What Snapshots Are Good For
Pre-change insurance
Before applying a major OS update, installing new software, or making configuration changes that are difficult to reverse, take a snapshot. If something breaks, you can restore the entire server to its exact previous state in minutes.
Development and testing
Snapshots let you branch your server state. You can take a snapshot, run destructive tests or experiments, and roll back cleanly without any of the test changes persisting.
Snapshot Limitations
Because snapshots typically live on the same storage infrastructure as your VM, they share one critical weakness: if the underlying storage platform experiences a failure, both your live data and your snapshots may be affected simultaneously. Snapshots also accumulate storage costs over time as the difference between the snapshot state and your current disk grows. They are not a substitute for off-platform backups.
How Backups Work
Backups are scheduled copies of your VM's data that are stored independently of the source VM. Unlike snapshots, which are designed for near-instant capture and fast local rollback, backups are optimized for durability and long-term retention.

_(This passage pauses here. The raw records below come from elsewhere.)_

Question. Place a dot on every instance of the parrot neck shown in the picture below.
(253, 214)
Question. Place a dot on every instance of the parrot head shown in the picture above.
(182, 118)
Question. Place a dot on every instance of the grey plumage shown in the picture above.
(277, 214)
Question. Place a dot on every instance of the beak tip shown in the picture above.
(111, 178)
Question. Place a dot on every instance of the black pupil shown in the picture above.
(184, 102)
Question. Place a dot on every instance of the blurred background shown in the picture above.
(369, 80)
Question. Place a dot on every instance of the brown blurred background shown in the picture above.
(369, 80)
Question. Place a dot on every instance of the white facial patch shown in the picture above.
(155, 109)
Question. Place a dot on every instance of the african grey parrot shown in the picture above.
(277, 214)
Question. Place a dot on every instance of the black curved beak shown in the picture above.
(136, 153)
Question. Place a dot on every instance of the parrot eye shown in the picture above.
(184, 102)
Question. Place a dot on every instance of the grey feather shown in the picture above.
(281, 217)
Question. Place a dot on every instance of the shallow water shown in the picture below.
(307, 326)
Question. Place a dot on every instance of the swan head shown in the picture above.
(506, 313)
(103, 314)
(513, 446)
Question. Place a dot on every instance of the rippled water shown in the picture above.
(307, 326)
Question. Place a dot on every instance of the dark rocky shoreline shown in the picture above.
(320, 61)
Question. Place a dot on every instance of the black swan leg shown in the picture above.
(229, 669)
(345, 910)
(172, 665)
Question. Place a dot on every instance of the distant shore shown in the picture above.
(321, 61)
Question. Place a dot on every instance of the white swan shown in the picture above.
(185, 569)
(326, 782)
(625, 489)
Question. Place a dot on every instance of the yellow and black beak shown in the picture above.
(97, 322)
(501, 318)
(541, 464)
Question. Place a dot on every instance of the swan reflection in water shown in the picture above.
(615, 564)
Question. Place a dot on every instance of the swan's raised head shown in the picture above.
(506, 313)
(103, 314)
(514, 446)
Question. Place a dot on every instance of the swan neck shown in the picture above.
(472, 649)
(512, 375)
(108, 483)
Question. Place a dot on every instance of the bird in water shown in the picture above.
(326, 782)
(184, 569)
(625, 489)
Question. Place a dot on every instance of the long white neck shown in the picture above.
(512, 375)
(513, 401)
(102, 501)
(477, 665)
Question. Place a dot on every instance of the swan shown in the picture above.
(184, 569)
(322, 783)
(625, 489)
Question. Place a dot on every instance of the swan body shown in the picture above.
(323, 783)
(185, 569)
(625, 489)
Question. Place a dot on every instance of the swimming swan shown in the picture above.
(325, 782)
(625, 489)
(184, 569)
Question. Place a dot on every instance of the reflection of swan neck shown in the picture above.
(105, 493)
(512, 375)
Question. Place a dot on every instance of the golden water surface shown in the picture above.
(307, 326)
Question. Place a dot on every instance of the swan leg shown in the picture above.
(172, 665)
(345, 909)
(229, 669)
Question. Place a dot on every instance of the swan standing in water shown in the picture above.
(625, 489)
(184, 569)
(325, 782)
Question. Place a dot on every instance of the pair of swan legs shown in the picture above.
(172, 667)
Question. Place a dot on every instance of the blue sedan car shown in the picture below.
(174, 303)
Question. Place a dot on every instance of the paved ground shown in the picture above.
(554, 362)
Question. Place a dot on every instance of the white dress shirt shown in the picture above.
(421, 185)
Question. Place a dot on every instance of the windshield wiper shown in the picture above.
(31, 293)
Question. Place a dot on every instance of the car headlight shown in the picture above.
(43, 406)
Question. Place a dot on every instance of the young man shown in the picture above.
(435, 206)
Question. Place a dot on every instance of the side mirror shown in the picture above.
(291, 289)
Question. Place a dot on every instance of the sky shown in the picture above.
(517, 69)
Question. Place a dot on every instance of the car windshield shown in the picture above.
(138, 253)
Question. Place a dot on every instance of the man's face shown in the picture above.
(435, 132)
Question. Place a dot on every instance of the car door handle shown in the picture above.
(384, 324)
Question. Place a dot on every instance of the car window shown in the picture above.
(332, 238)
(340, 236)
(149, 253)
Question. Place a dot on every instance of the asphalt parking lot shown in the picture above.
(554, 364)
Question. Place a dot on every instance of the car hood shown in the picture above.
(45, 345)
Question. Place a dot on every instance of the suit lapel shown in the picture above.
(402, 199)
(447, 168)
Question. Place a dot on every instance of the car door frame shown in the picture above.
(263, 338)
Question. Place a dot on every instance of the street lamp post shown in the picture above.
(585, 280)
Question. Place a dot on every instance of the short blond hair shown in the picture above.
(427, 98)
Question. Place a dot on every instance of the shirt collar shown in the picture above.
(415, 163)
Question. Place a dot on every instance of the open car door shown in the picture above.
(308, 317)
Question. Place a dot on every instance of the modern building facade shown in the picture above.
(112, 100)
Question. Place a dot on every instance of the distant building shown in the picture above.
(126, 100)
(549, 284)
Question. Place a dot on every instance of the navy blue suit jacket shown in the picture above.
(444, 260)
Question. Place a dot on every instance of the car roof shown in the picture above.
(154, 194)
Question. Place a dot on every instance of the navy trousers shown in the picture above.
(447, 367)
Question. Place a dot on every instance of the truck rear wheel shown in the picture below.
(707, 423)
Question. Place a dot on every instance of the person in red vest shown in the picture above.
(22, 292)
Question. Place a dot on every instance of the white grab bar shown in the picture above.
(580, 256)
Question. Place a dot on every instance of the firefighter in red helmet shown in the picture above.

Raff's automated backup system lets you configure daily, weekly, or monthly schedules with retention periods ranging from 1 day to 365+ days. Backups run on a schedule you define and are stored separately from your VM's primary storage.
Full vs Incremental Backups
Cloud backup systems generally fall into two categories:
Full backups copy all data every time. They are simple to restore from because every backup is self-contained, but they consume more storage and take longer to complete.
Incremental backups copy only the data that changed since the last backup. They are faster and more storage-efficient but require the full backup chain to be intact for restoration.
Raff's backup system handles the full/incremental logic automatically — you configure the schedule and retention period, and the platform manages what is stored and how it is linked.
What Backups Are Good For
Backups are designed for recovery from serious failures: accidental data deletion, ransomware, application corruption that went unnoticed for days, and infrastructure-level disasters. Because backups are retained over time, they give you a history of recovery points — not just the most recent state.
Key Differences at a Glance
| Dimension | Snapshot | Backup |
|---|---|---|
| Creation speed | Seconds (copy-on-write) | Minutes to hours |
| Storage location | Same platform as VM | Independent storage |
| Best for | Short-term rollback | Long-term recovery |
| Retention | Manual | Scheduled |
| Infra failure protection | Limited | Strong |
| Restore speed | Very fast | Moderate |
Understanding RPO and RTO
Recovery Point Objective (RPO)
RPO defines how much data you can afford to lose.
- 24h → Daily backups
- 4–8h → Multiple per day
- Near-zero → Continuous backup
Recovery Time Objective (RTO)
RTO defines how fast you must recover.
Snapshots = faster
Backups = slower but safer
Define these first. Everything depends on them.
Best Practice Strategy
Use both.
Snapshots
- Before updates
- Before deployments
- Keep 2–3 max
Backups
- Daily or weekly
- Store off-server
- Retain 30–90 days
Test restores
- Monthly minimum
- Always verify data
How Raff Handles This
- Instant snapshots (no downtime)
- Automated backups (daily/weekly/monthly)
- Retention: 1–365+ days
- Restore or clone anytime
Simple, transparent, no hidden costs.
Common Mistakes
1. Using snapshots as backups
They are not.
2. Not testing restores
Untested backup = useless.
3. Too short retention
7 days is often not enough.
4. Ignoring databases
Use pg_dump / mysqldump.
5. Ignoring restore time
Test recovery speed.
When to Use What
Snapshot when:
- OS upgrade
- Risky change
- Deployment
Backup when:
- Production system
- Compliance needs
- Critical data
Both when:
- Serious workloads
Conclusion
Snapshots are for speed.
Backups are for safety.
Use both.
Start with your RPO → define backups
Then layer snapshots on top
Test everything.
Raff makes this simple — but strategy is still your responsibility.